Cependant des projets naissent ou sont en cours de réflexion. Ainsi, la gare de Jeumont était devenue surdimensionnée pour ses activités ferroviaires au fil du temps : les activités transfrontalières dans la vallée de la Sambre jusque dans les années 60 se sont taries, laissant un édifice de 150m de long désaffecté. La Gare Numérique est venue réoccuper cet espace (https://agglo-maubeugevaldesambre.fr/la-gare-numerique/). Cette plateforme d’art et technologie numérique a été lancée en amont de Mons capitale européenne de la culture. Une extension pour le plateau de tournage a été créée à son extrémité, le reste du bâtiment a été remanié en conservant la salle des pas perdus et le hall des douanes, qui abritent aujourd’hui respectivement le bar et salle d’exposition, surplombé par un auditorium de 200 places, et le conservatoire de musique ainsi que 6 petits studios d’enregistrement. Sur 4000m², le lieu propose aujourd’hui une offre de création et de diffusion audiovisuelles tournée vers les nouvelles technologies : concerts, ateliers de formation (langage web, design et robotique à partir de 12 ans, fablab), expositions, cinéma, atelier de design culinaire…une programmation variée pour tous !
Un projet similaire est porté par la COVE (l’agglo de Carpentras) sur l’ancienne gare.

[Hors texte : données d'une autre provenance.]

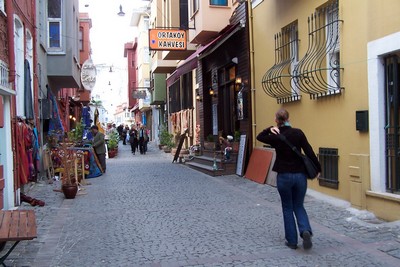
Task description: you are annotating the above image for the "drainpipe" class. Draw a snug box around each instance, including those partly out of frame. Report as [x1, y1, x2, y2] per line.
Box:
[6, 0, 18, 206]
[31, 0, 39, 129]
[6, 0, 16, 84]
[247, 0, 257, 148]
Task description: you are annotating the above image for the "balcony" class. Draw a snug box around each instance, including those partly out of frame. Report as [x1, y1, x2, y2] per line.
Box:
[151, 57, 177, 74]
[162, 43, 197, 61]
[188, 1, 234, 45]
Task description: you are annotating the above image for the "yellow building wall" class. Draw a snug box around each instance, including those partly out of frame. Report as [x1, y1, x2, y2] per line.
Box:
[251, 0, 400, 221]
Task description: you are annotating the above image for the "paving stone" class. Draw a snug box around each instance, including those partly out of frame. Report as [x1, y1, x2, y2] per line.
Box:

En Belgique, à Poix Saint-Hubert, sur la ligne de train Bruxelles-Luxembourg dans les Ardennes belges, l’hôtel du Val de Poix (les Gamines) qui fait face à la gare intègre un espace de coworking (www.gare.space). Une réflexion est actuellement en cours pour développer un hub culturel dans l’ancien bâtiment ferroviaire désormais inoccupé.
D’autres projets sont à l’étude dans de nombreux endroits, et notamment sur les périmètres péri-urbains où l’on recherche des alternatives aux déplacements domicile-travail quotidiens. C’est le cas notamment du projet que nous accompagnons sur le Grand Genève depuis plusieurs années (www.teletravail-geneve.com). Le Pôle métropolitain du genevois français (partie française et péri-urbaine de l’agglomération du Grand Genève), très concerné par les problématiques de mobilité qui pourraient limiter son développement à terme, a engagé un vaste plan mobilité comprenant de nombreuses mesures relativement classiques (Leman express, covoiturage, modes doux, .. .) combinées à d‘autres solutions plus originales comment le développement du télétravail et la création d’un réseau maillé de lieux de travail partagés connectés aux axes de transport via les gares.
La tentation est grande de conclure que toutes les gares pourraient- voire devraient ! – devenir des lieux de régénération des territoires. Tirons ici les leçons du passé : l’implantation des gares TGV exurbanisées en France n’a pas toujours eu l’effet d’entrainement escompté sur l’économie et le tourisme local. Ainsi, toutes les gares ne se prêtent pas à ce type de projet ! L’intégration de la gare dans le fonctionnement du territoire doit ainsi être pris en compte, de même que le maillage des services que le lieu propose d’apporter aux besoins des habitants et acteurs du territoire (associations, entreprises…). Et comme pour tout projet de développement territorial et surtout de tiers-lieu, la mobilisation d’une communauté atteignant la « masse critique » est nécessaire pour garantir l’attractivité du lieu et surtout sa pérennité. Les partenaires publics peuvent aussi jouer un rôle d’amorceur en soutenant ces projets qui peuvent avoir des impacts directs mais aussi indirects et induits très forts pour le territoire.